Abstract
Many functions of vacuole depend on the activity of vacuolar ATPase which is essential to maintain an acidic lumen and create the driving forces for massive fluxes of ions and metabolites through vacuolar membrane. In filamentous fungus Magnaporthe oryzae , subcellular colocalization and quinacrine staining suggested that the V1V0 domains of V-ATPase were fully assembled and the vacuoles were kept acidic during infection-related developments. Targeted gene disruption of MoVMA11 gene, encoding the putative c’ subunit of V-ATPase, impaired vacuolar acidification and mimicked the phenotypes of yeast V-ATPase mutants in the poor colony morphology, abolished asexual and sexual reproductions, selective carbon source utilization, and increased calcium and heavy metals sensitivities, however, not in the typical pH conditional lethality.
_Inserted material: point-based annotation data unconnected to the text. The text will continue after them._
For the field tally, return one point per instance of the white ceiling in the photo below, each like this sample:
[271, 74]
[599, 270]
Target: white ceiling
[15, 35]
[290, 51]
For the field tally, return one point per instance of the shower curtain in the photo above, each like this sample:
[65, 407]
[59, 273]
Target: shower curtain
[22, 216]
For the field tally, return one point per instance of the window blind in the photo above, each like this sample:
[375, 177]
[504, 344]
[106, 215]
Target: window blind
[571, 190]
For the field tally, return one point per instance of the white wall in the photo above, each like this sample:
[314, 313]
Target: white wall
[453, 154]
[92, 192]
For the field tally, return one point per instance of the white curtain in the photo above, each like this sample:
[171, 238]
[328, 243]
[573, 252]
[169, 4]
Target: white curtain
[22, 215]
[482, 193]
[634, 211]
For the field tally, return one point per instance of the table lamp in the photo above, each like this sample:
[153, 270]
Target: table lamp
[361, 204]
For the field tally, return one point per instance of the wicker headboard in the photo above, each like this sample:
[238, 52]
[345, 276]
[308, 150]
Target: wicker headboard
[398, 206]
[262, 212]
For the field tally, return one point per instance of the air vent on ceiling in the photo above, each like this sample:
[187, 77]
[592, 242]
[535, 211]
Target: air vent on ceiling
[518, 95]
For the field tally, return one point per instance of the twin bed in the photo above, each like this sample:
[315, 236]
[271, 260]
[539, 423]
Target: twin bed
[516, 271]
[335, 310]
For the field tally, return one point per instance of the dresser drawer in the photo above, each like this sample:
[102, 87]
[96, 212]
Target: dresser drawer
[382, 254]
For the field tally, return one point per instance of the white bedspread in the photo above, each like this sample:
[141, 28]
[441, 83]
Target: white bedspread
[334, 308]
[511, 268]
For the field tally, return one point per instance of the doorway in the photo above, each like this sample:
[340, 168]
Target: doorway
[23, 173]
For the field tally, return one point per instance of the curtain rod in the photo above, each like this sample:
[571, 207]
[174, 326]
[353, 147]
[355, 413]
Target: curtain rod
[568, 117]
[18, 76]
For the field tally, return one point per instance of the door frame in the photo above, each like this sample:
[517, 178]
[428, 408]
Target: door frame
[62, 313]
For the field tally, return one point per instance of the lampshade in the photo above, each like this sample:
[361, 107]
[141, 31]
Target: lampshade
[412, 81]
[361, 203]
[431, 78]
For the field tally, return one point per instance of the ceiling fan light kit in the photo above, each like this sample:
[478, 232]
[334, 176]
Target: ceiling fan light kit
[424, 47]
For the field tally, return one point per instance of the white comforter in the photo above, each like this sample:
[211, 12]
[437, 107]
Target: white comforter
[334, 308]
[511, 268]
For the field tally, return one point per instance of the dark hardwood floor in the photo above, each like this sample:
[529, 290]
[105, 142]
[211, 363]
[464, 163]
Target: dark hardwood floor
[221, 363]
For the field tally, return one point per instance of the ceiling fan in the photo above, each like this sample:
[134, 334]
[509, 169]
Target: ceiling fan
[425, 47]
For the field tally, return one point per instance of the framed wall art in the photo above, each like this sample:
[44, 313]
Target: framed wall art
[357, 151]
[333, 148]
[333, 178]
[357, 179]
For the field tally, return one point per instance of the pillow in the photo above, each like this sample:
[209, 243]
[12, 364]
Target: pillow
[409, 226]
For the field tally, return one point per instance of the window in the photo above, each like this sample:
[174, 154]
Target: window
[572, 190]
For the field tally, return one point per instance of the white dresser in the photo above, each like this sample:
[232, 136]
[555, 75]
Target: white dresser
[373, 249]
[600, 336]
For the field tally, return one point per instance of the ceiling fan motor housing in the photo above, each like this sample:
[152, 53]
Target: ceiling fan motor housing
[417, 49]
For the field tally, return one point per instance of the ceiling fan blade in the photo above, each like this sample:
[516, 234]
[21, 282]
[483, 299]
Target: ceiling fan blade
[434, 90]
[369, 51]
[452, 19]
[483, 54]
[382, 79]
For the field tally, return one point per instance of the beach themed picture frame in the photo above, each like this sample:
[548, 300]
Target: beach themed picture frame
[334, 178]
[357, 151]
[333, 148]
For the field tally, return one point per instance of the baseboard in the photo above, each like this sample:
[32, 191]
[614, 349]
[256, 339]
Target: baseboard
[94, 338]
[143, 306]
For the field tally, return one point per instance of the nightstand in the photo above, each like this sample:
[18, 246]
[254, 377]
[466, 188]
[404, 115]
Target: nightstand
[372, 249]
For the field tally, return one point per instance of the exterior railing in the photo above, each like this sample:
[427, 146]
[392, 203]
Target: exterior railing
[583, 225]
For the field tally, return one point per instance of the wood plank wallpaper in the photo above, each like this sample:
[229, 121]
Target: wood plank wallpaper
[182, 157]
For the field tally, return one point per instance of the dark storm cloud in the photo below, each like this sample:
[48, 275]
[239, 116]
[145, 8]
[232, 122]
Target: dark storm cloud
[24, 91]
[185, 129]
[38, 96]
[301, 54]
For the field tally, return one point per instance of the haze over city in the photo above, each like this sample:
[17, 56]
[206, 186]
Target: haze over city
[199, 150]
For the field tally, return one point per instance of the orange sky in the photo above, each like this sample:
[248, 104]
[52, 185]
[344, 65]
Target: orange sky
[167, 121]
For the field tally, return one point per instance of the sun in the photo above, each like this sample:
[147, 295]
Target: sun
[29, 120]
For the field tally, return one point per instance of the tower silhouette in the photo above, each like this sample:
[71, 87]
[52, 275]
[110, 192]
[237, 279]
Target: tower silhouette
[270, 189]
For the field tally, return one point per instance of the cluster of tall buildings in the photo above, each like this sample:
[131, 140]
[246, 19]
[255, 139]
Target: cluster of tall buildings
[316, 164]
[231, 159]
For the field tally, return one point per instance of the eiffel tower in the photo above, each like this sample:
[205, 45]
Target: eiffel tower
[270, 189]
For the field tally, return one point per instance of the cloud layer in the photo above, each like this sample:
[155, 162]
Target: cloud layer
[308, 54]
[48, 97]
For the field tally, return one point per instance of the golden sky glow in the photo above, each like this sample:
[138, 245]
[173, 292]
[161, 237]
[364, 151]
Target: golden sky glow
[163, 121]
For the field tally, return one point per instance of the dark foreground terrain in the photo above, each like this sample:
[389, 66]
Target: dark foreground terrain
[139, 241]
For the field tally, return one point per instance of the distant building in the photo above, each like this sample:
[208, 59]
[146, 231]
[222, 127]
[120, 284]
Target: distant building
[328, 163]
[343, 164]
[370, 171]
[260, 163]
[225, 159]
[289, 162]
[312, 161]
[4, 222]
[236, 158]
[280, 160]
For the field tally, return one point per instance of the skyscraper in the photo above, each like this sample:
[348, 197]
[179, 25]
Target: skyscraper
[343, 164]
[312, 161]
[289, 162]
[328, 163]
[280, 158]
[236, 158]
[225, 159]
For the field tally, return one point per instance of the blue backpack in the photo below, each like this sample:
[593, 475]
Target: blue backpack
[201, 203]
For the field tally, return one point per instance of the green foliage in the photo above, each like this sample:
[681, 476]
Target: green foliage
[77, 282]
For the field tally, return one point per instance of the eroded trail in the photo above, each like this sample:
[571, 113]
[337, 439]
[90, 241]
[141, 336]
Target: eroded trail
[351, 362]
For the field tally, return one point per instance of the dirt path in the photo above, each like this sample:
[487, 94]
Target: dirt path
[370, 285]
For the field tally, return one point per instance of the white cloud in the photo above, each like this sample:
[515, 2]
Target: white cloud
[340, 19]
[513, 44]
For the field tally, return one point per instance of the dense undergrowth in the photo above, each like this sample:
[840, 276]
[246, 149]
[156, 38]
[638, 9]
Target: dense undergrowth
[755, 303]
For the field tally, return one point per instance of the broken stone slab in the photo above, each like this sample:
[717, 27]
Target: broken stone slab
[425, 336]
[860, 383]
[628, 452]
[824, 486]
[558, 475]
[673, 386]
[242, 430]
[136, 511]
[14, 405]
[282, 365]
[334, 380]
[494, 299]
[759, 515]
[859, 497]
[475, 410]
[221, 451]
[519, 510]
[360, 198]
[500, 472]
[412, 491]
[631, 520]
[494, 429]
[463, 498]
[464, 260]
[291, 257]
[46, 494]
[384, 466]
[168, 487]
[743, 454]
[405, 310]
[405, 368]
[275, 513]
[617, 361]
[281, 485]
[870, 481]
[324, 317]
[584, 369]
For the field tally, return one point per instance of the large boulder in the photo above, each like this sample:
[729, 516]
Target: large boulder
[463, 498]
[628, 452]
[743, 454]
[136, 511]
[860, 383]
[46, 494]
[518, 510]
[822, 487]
Strikingly, aerial hyphae of the MoVMA11 null mutant intertwined with each other to form extremely thick filamentous structures. The results also implicated that MoVMA11 was involved in cell wall integrity and appressorium formation. Abundant non-melanized swollen structures and rare, small appressoria without penetration ability were produced at the hyphal tips of the ΔMovma11 mutant on onion epidermal cells. Finally, the MoVMA11 null mutant lost pathogenicity on both intact and wounded host leaves. Overall, our data indicated that MoVMA11, like other fungal VMA genes, is associated with numerous cellular functions and highlighted that V-ATPase is essential for infection-related morphogenesis and pathogenesis in M . oryzae .
Highlights
Vacuolar H+-ATPases (V-ATPases) are multisubunit enzymes composed of a peripheral ATPase sector (V1) and a membrane-bound proton-translocating sector (V0) [1,2]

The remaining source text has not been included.